Van Vleuten also promised to return to Italy in 2019 to defend her maglia rosa. "I love Italy, and I love the Giro d'Italia, so for sure I will be back."

Innsbruck World Championships

The talk then turned to the 2018 UCI Road World Championships in Innsbruck, Austria, where the women's road race will differ from the men's route by not including the Höll climb with its gradients of up to 28 per cent in the final. Van Vleuten was critical of this and urged the UCI to rectify this imbalance in future years.

"In women's cycling, and especially at the UCI, they also have to develop further. They make different courses for us; it is a really hard course, but we do not do the final climb. So the course for us is a bit different than for the men - unfortunately for me, because then I would be really confident, it is a very steep climb. Still, I think it is a hard route with a lot of climbing, so I really look forward to it."

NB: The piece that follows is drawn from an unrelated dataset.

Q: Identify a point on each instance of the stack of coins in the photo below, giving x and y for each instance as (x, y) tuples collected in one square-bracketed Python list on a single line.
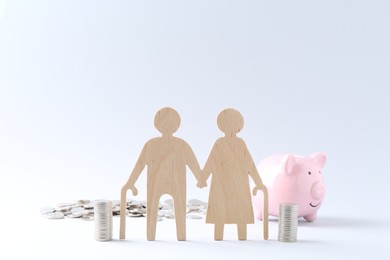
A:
[(103, 220), (288, 222)]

After securing the Giro Rosa win, the Innsbruck world championships will be van Vleuten's second big goal of the 2018 season. Seeing the hard work for the Giro Rosa pay off gives her confidence as she now builds towards a possible world title and rainbow jersey.

"I had two goals this year, to win the Giro, or to prepare optimally for the Giro d'Italia, and after this, my goal is to be optimally prepared for Innsbruck. I prepared very hard for this, I went to altitude, training by myself for two weeks on Tenerife, I did reconnaissances of the stages, we prepared very hard as a team. It is very nice to know that this is paying off. Actually I also enjoyed the work, it was not an onerous task to prepare for this, it is a beautiful goal, and to finish it off makes it even more beautiful."

The race organisation ended the press conference by explaining that every winner on the Zoncolan gets their own poster at the finish of the hill, and invited van Vleuten to the unveiling of her poster at the Innsbruck Worlds. Van Vleuten was happy to agree and even said that she would bring her bike along. "I have been thinking about climbing again the Zoncolan when I am there for the Worlds, so yes, that is a deal."